00:00 - En ce qui concerne la mort en diaire, ce que dit Yvon Youfolle, la police est souvent en première ligne face à l'hyperviolence.
00:06 Vous êtes d'accord avec cela ?
00:07 - C'est vrai, on sait, ils ont un monopole dans l'exercice de la force.
00:11 C'est très bien et ça, il n'y a absolument aucun problème là-dessus.
00:14 Il faut que la force étatique soit encadrée, soit réservée à certains.
00:18 Par contre, la difficulté dans cet usage de la force, c'est qu'ils ont un monopole dans la preuve.
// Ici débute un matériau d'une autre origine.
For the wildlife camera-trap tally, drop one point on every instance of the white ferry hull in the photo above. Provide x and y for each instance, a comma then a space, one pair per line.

00:22 Et dès qu'ils font usage de la force eux, mais là, ce n'est pas le cas du dossier en question,
00:27 dès qu'ils font usage eux de la force, ce sont leurs collègues qui appartiennent au même corps
00:32 qui font les enquêtes sur le caractère légitime ou pas de cette force-là.
00:35 - L'IGPN en l'occurrence.
00:36 - L'IGPN.
00:37 Et on s'aperçoit que les policiers ne peuvent pas cumuler le monopole de la force, c'est le monopole de la preuve.
00:41 Ce qui est très impressionnant dans le système judiciaire français, c'est que personne n'est content.
00:45 Dès qu'il y a un policier qui est victime ou auteur, en fait, personne ne trouve son compte.
00:49 Les policiers se sentent abandonnés par le système judiciaire
00:53 et au moment de la mort du brigadier Eric Masson, des manifestations avaient brandi le terme
01:01 "le problème de la police, c'est la justice".
01:04 Donc les policiers se sentent abandonnés par l'institution judiciaire
01:07 et les justiciables, quand ils sont face aux policiers dans un procès pénal,
01:10 généralement se sentent impuissants et abandonnés aussi.